Leigh presents their lives in clumsy vignettes that sound interesting when described, but usually just encourage impatience and sighs. Eccentricity is everywhere in LIFE IS SWEET, but for nought. For example, family friend Aubrey (Timothy Spall), is an oafish klutz who does offensive stickwork on drum sets and even worse violence to food. He concocts things like pork cyst and foolishly thinks he can run a bistro, quite amusingly called "The Regret Rien". Of course, it flops due to his ineptitude at every turn, mainly with the horrible things he cooks. These elements promise far more than what is delivered. Aubrey could have been endearing and fascinating, instead, he's a pest, free of interest. He's not even annoyingly interesting. Or vice versa.

That would also apply to Natalie. Her character stalks through the film mired in self-pity and loathing, barking insults at everyone (usually, "Capitalist!" or "Bullocks!"). She's also bulimic, nightly vomiting up all of her hidden swag of chocolate she spends the day scarfing. In one unfortunate scene, we learn that she can only be sexually stimulated when that chocolate is spread over her body. Her anonymous gentleman caller (David Thewlis) tolerates this at first but then becomes repelled and exclaims he feels as if to puke. I felt much the same, and not just during that scene. Again, we have a character with some potent traits who merely becomes didactic. She's a walking migraine. By film's end, it seems she may have a breakthrough with her family. I wish Leigh would've shown more of her awakening, to add some dimension to her. This thing could've easily been a TV series on the BBC.

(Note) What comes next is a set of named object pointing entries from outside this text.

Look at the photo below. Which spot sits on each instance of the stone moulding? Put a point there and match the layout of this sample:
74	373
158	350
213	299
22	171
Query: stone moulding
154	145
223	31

LIFE IS SWEET also disappointed me by sometimes being dramatically obvious. Andy, while working, slips on a spoon and consequently is laid up at home with a broken ankle. He decides to frame that spoon on the wall. Then he and his wife comment upon its significance. Too much. I was reminded of the finale of a film you haven't heard of called POST COITUM. In that one, a jilted lover dives off a cliff into an ocean to presumably purify herself of her sin. Feh. As a viewer, I like to connect my own dots sometimes. I also complain when films insist on having a big scene where the film's title is explained (RAIN MAN, another wildly overrated film, comes to mind).

Maybe I'm being too hard on this movie. I typically champion independents that dare to ramble, just show life. Alternatively, the New Zealand import ONCE WERE WARRIORS is but one shining example of a film that never lets viewers off the hook with the grime of lower class existence, and meanwhile is powerful and memorable. I really wish I could share film critic Desson Thompson's assessment that LIFE IS SWEET shows "the tragic beauty of the mundane". To me, this film is just tragic. And mundane. And tragically mundane. And really exasperating.